心配そうな母の隣りに父がいて、その隣りには先生がいる。医師はその隣り。看護師さんもいた。
私は二日入院をし、そして学校へと向かった。
あの子は誰だったんだろ。
まだ、あの不気味な少女の姿が頭に描かれている。腕から血を流し、T君を睨んだあの目。忘れることができない。

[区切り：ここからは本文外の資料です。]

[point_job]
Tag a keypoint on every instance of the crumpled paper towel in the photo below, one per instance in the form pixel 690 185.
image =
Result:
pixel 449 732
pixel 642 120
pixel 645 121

教室に入ったとき、友人のEちゃんが潤んだ目で私のほうに来た。
「T君、殺されたらしいよ」
息をのんだ。
T君の死。もう校内では噂になっている。あの女子生徒の呪い、だと。
意味もなく暴力を受け、日々苦しんだ女子生徒がT君を呪ったのだ。
美術室…。
私はEちゃんに聞いた。
T君から暴力を受けた子がどこで自殺をしたのか。答えは美術室だった。
あのとき見た少女は亡くなった女子生徒だ。
私は美術室へ向かった。
誰もいない。あの少女に会いたい。会って話がしたい。
成仏されないで、ずっとさ迷い続けてほしくない。そう思っていると、背後にあった棚に何かがこすれ合ったような音がした。
振り返ると、そこにはあの不気味な少女がいた。
「あなたがT君を…」
「ヤラレタラ、ヤリ返ス」
小さな声で言った。
とても淋しそうな声。今にでも私に襲いかかってきそうだ。鋭い目の横には刃物で切り付けられた跡が残っている。
痛々しい傷跡。
どんなにこの子がつらかっただろう。胸が痛くなる。
「あなたがやっていることは、T君と同じだわ!」
「ヤラレタ事ヲ、ヤリ返シタダケ」
「ちがう!人を殺してはだめ。やられたからってやり返したら、そこで憎い人間と同じよ」
彼女に届いてほしい。
つらい思いをしたのはわかる。でも、人を殺してはいけない。
女子生徒は私を虚ろな目で見る。
そして気付いたときには、少女は私の目の前にいた。口元をにやつかせ、青ざめた肌、真っ赤に充血した瞳。
私の首をつかんだ。
机の上に倒れこむ私に少女は言う。
「同ジ目ニ遭ワセナイト、ルール違反」
ルール…?
彼女はさっきよりも強く私の首を握り締めた。
ルールとはなんだ。なんかのゲームなのか。
問いかけたいが声が出ない。苦しい。私もこの子と同じ目に遭ってしまうのだろうか。
私の瞳から涙が出たとき、女子生徒は手を放した。
「泣イテル?」
咳をしながら私は小さくうなずく。
少女は私の頭をなでた。さっきまでとは別人だ。
苦しそうにする私の顔をのぞきこむようにして、女子生徒は私に言った。
「涙ヲ流シタ。私ト同ジ目ニ遭ッタ」
「え…」
「ルール守ッタ」
そう言い残し、少女は何事もなかったかのように姿を消した。
それと同時に先生がやってくる。Eちゃんが心配そうに私のほうへやってきた。
なんだったのだろう。
あれ以来、女子生徒の姿は見えなくなった。成仏されたのかはわからない。
でもあの子はきっと、まだ美術室にいる。なんとなくそう思う。

――…
ヤラレタラ、ヤリ返ス。
ソレガ、ルール。
守ラナクテハ、ナラナイ。


あなたの近くにもいるかもしれない。